Truth #1: The cloud security skills gap is real.
To keep up with industry trends, it only makes sense that the number one skill cited as a focus for cybersecurity professionals is cloud security. And while cloud is not new, securing the cloud continues to be a challenge.
The cybersecurity skill gap is something that’s been talked about for nearly the last decade. With the move to remote work, 56% of security professionals globally say that cybersecurity staff shortages are putting their organizations at risk.
Skill shortage increases the workload on existing staff and more experienced professionals, with 75% of security professionals citing increased workloads and being on call contributing to burnout. A nugget of hope, though, is the new crop of college graduates entering the cybersecurity workforce. With more universities developing programs focused on cybersecurity, the supply of talent will hopefully help diminish the skill gap.
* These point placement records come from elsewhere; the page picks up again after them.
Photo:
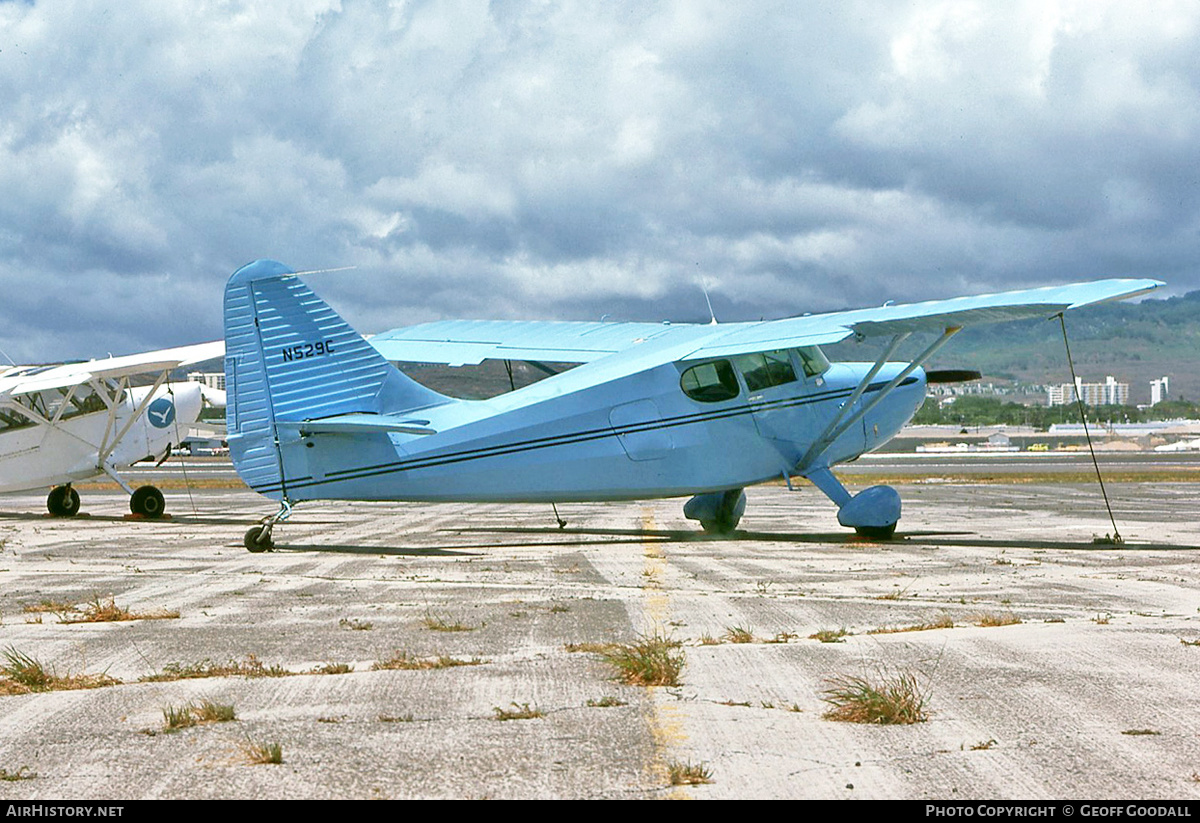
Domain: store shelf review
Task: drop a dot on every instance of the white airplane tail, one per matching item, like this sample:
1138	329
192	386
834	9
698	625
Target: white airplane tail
291	358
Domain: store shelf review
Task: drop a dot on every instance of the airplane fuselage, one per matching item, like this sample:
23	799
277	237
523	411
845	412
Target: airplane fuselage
570	438
67	446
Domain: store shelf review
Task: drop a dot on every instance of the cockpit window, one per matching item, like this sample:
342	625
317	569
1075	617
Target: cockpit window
813	360
763	370
711	383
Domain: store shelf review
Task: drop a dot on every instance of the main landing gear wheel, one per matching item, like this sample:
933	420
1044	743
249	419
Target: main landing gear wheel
63	502
148	502
257	541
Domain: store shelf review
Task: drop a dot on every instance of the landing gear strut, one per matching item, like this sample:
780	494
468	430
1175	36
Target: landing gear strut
258	538
717	511
148	502
63	502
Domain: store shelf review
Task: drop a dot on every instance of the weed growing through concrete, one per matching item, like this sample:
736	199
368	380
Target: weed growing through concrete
406	661
261	752
593	648
606	702
688	773
942	622
396	719
205	712
333	668
654	661
107	611
887	701
250	667
444	623
738	635
989	619
21	673
519	712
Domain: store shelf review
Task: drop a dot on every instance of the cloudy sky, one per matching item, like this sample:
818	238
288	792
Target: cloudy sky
567	161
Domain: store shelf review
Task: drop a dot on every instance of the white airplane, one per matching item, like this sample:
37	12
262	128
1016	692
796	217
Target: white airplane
65	424
654	410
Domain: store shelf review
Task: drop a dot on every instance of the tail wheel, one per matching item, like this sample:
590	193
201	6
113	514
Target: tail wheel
148	502
63	502
257	541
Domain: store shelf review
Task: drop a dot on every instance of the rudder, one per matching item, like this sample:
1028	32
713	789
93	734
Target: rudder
292	358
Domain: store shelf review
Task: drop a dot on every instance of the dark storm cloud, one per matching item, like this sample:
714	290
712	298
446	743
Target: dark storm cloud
571	161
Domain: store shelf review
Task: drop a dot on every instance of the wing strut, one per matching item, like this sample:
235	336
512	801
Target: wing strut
838	426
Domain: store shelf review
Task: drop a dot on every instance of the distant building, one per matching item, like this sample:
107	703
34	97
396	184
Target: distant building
1159	390
211	379
1110	392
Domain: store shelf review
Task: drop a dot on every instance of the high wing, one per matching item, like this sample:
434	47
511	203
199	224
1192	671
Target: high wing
150	362
461	342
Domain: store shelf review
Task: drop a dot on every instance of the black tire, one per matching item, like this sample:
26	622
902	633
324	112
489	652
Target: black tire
148	502
63	502
252	540
876	532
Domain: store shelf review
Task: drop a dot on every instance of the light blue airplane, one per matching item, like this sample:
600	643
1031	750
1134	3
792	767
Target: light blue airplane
655	410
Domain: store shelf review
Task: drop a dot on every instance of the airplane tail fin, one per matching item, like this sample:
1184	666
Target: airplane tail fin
292	358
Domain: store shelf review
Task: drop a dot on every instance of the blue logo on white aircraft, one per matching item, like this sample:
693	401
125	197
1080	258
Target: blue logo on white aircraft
161	413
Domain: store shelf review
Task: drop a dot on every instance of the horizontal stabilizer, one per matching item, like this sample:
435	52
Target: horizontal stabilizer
358	424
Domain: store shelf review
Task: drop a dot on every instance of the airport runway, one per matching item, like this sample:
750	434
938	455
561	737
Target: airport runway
1091	695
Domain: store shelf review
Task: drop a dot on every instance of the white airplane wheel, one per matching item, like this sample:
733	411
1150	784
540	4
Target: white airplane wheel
148	502
63	502
255	542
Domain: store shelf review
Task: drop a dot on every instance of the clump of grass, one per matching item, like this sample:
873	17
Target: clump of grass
205	712
262	752
250	667
177	718
688	773
738	635
52	606
606	702
21	673
653	661
333	668
23	773
519	712
891	700
444	623
396	719
593	648
942	622
406	661
990	619
107	611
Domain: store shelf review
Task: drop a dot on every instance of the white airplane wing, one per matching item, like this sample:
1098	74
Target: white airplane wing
70	374
461	342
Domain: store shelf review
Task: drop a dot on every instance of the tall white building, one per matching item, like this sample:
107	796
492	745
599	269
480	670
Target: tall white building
1159	390
1110	392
Finding the time and resources to upskill is difficult, especially in a traditionally resource constrained environment. However, it stands to reason that by saving time in the day-to-day operations and breaking down tasks to share the workload with new college grads, employees carve out room to grow professionally.
Truth #2: Technology sprawl is real.
The speed at which the business runs creates technology sprawl. Every new person, process, and technology - the very things that run your digital operations, your business - bring risk that can grow wildly out of control if not properly managed.
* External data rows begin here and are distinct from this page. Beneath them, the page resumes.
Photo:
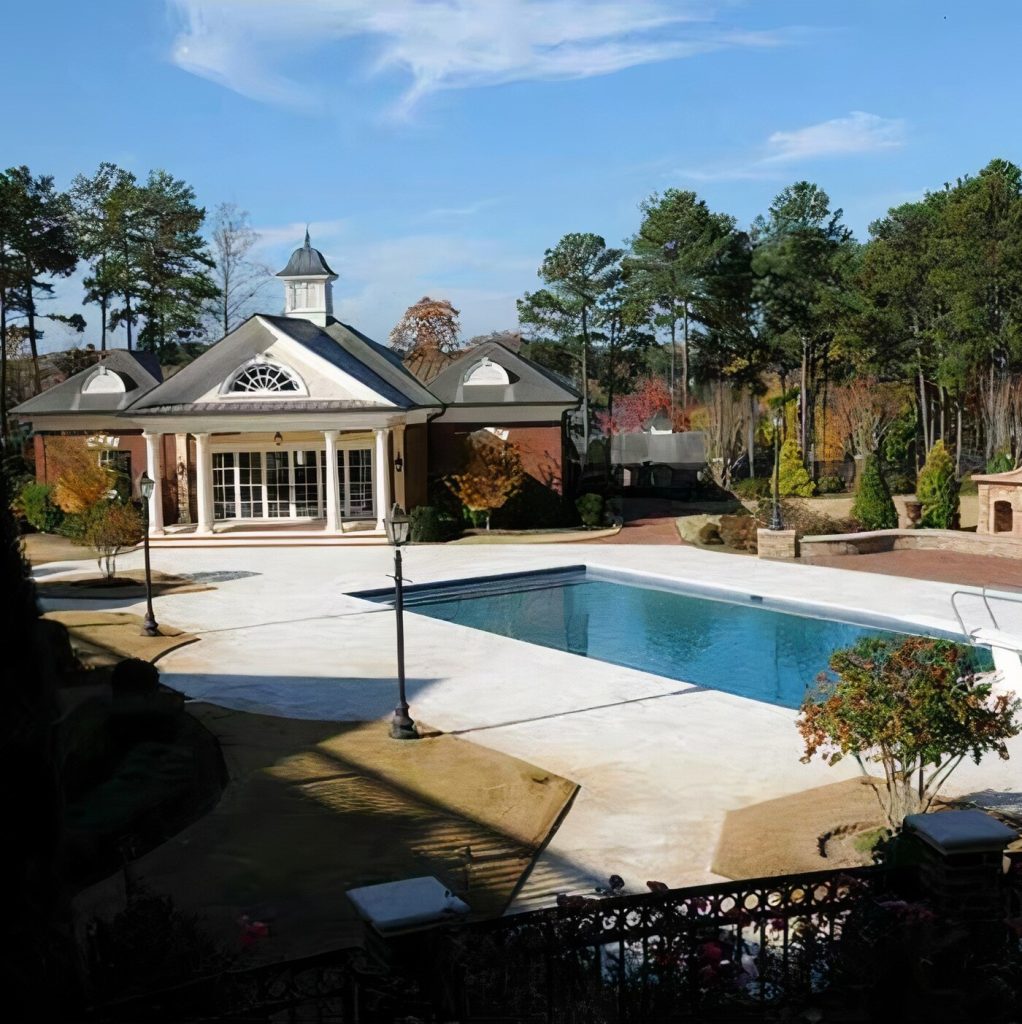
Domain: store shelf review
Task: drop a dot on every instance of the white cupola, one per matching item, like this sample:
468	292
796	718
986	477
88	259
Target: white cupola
307	285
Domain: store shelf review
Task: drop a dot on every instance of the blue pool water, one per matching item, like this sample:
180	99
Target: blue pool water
741	648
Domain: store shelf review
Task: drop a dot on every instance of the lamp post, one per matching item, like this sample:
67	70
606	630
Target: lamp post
398	526
150	626
775	520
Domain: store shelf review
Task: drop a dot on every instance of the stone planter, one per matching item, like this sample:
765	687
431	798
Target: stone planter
913	512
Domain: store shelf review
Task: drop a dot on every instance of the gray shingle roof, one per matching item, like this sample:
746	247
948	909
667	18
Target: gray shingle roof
306	262
139	372
529	384
341	346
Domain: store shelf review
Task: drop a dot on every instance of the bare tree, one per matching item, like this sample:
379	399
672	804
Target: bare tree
1001	407
863	411
429	326
728	409
239	279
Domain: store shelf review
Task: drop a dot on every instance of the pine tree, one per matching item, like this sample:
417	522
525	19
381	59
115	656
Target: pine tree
794	477
874	507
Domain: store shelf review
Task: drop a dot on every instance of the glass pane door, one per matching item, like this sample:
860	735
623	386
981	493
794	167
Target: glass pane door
224	497
278	484
308	501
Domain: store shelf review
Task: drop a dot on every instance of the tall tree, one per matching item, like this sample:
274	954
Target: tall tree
677	244
97	203
803	262
40	244
427	326
238	278
173	262
578	271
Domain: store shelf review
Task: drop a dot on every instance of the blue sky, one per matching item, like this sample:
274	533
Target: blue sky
438	146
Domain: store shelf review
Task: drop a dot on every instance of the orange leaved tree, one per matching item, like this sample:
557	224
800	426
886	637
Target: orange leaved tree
493	474
79	479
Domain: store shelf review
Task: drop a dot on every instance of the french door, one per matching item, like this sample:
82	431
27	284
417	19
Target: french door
290	483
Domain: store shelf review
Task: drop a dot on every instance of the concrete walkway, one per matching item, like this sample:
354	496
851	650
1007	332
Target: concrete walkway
659	763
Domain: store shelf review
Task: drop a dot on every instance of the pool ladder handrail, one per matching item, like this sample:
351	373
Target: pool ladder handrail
985	594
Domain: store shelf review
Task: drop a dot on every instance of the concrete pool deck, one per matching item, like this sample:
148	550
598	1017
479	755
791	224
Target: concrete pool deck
659	763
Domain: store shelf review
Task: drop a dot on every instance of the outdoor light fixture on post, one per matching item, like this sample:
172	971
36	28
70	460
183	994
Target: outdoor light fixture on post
398	527
150	625
776	522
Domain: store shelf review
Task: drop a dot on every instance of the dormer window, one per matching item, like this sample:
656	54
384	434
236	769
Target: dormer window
486	372
103	381
264	378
But if the business can’t continue to innovate, they might as well be dead in the water. With whatever cybersecurity framework you use, the bottom line is you need to secure all your assets while empowering employees to drive business.
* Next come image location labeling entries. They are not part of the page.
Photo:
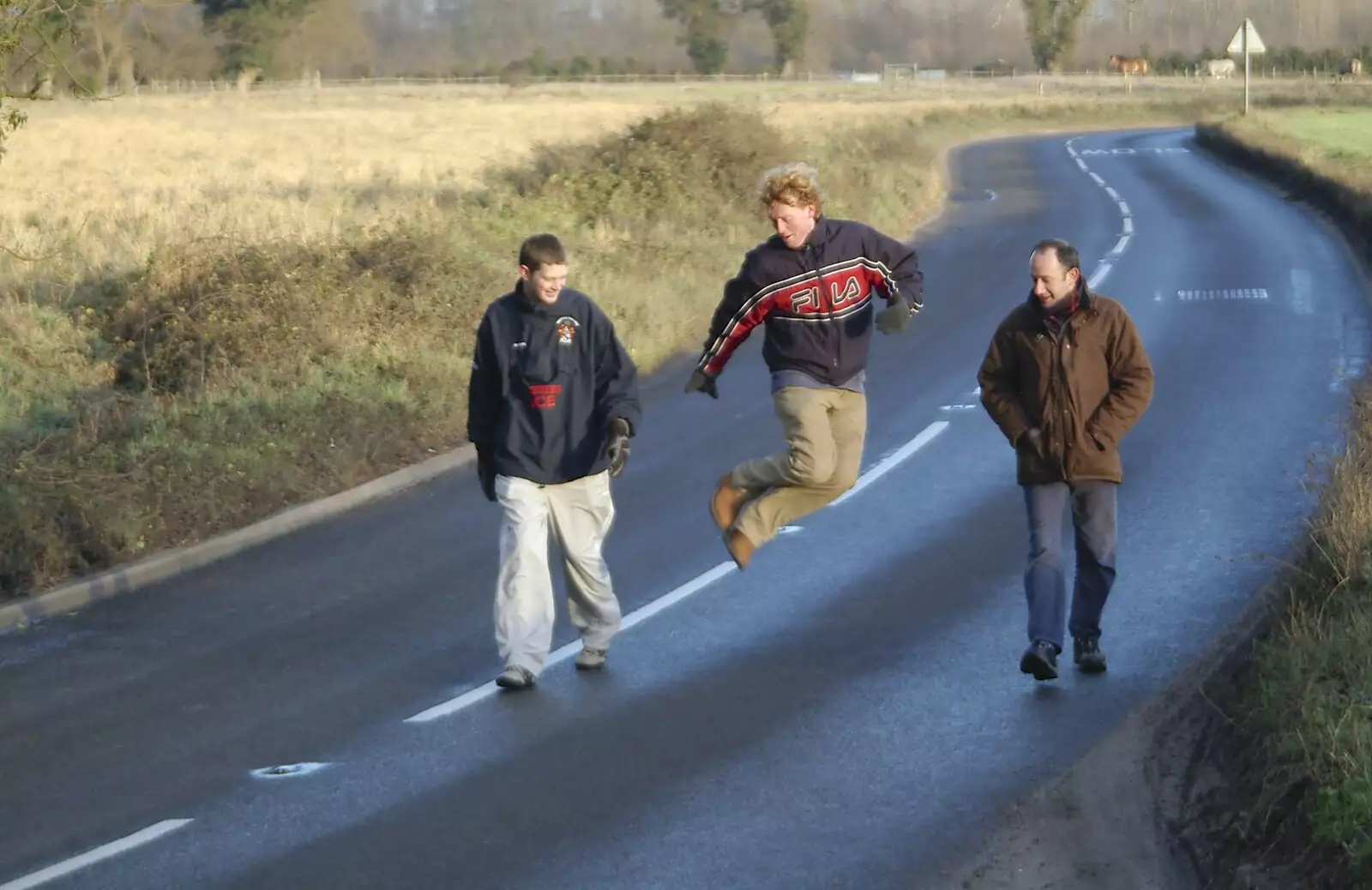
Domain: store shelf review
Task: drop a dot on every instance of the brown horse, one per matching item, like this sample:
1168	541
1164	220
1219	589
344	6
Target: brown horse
1128	64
No matter how you look at the technology landscape, more isn’t always better. Each piece of technology may have its own means of security, but how can you, as the security leader, be strategic in your tech stack roadmap to get the visibility you need to see avenues of compromise before they happen AND respond proactively if all the controls are in different, disparate systems?
Lie: Compromise is mandatory.
The looming threat of “it’s only a matter of time before we’re compromised” doesn’t have to keep you awake at night.
Every piece of the security org plays their part to prevent compromise and protect the business. By getting a centralized view of all your cyber assets - people, policies & procedures, technology - and understanding the relationships across all of them, you are taking an attacker point of view. Attackers think in graphs.
Threat modeling teams, like the team at Aver, often spend a lot of time analyzing the paths that attackers could take to compromise systems and steal data.
It all starts with centralizing visibility of your systems and data.